您现在的位置：程式師世界 >> 編程語言 > >> 更多編程語言 >> Python

Python計算機視覺編程_05

編輯：Python

圖像檢索與識別

前言
1.Bag-of-words模型
2.Bag of features原理: 圖像特征詞典
- 2.1.特征提取
- 2.2.K-means聚類算法
- 2.3.圖像檢索
3.代碼實現
- 3.1訓練視覺詞典
- 3.2.構建索引
- 3.3.檢索圖片
- 3.4.測試結果
4.總結

前言

之前介紹了計算機視覺的基礎內容，本篇正式介紹計算機視覺一個應用廣泛的內容，圖像的檢索與識別，這裡我們使用的方法是由自然語言處理領域的Bag-of-words 模型改進而來的Bag of features。

1.Bag-of-words模型

在介紹Bag of features模型前，我們先介紹其原型Bag-of-words 模型。

Bagofwords模型，也叫做“詞袋”，在信息檢索中，Bag of words model假定對於一個文本，忽略其詞序和語法、句法，將其僅僅看做是一個詞集合，或者說是詞的一個組合，文本中每個詞的出現都是獨立的，不依賴於其他詞是否出現，或者說當這篇文章的作者在任意一個位置選擇一個詞匯都不受前面句子的影響而獨立選擇的。
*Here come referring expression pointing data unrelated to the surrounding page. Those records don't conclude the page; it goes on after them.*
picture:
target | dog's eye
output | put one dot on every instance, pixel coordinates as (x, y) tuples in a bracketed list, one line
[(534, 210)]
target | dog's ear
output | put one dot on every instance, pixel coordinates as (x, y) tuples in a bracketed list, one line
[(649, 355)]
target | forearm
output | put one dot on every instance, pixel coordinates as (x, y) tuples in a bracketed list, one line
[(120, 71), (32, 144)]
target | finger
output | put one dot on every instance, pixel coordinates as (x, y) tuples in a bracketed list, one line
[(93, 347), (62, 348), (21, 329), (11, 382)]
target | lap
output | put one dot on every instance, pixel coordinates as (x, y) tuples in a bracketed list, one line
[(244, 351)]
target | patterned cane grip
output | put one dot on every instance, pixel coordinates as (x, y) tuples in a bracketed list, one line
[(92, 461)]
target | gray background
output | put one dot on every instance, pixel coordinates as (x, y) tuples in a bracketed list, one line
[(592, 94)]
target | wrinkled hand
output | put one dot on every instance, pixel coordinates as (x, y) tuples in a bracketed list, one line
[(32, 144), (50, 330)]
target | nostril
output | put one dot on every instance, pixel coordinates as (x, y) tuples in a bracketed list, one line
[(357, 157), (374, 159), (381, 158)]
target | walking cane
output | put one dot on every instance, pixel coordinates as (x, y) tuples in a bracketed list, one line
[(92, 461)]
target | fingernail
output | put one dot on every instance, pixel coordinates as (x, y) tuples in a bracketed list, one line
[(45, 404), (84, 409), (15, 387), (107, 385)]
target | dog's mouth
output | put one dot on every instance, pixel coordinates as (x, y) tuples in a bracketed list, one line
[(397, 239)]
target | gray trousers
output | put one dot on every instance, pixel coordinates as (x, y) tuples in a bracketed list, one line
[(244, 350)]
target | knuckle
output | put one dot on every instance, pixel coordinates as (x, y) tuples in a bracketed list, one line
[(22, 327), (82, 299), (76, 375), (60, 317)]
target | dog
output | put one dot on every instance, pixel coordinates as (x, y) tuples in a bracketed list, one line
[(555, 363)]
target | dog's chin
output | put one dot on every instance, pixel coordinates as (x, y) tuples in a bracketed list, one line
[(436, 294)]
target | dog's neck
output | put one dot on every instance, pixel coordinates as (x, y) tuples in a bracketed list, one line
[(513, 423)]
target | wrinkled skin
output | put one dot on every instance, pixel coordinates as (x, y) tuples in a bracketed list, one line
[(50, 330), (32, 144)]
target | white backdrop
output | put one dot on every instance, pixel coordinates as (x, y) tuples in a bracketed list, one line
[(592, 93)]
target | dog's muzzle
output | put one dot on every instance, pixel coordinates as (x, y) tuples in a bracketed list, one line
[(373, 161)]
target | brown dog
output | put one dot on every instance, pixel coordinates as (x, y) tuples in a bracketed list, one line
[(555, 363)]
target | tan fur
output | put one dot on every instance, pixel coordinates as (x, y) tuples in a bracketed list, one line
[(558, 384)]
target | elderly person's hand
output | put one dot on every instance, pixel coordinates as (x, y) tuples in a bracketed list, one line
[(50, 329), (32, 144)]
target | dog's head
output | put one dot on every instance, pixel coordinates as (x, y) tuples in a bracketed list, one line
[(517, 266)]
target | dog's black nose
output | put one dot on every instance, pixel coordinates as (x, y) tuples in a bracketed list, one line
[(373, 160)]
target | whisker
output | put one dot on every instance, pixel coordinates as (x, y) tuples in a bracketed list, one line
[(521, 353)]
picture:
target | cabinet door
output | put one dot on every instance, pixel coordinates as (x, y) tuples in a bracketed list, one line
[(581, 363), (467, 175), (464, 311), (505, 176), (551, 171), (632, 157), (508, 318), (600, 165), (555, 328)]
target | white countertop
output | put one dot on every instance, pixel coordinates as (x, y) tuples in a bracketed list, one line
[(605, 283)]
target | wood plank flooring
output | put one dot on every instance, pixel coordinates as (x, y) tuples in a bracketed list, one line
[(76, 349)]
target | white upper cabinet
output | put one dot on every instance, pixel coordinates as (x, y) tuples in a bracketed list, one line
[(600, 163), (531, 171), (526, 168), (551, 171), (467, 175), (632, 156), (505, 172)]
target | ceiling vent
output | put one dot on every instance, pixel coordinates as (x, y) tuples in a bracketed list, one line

研表究明，漢字序順並不定一影閱響讀。比如當你看完這句話後，才發這現裡的字全是都亂的。
具體原理可以參考我以前寫的樸素貝葉斯算法裡的詞袋模型：機器學習_5:樸素貝葉斯算法
簡單來說，詞袋模型拋棄了詞與詞之間的聯系，將每個詞單獨進行比較，比如如果兩個文檔具有相似的內容，那麼它們就是相似的，最典型的例子就是回文，比如信言不美，美言不信，讀起來意思不一樣，但如果是詞袋檢測的話會認為這兩句話是同一個句子。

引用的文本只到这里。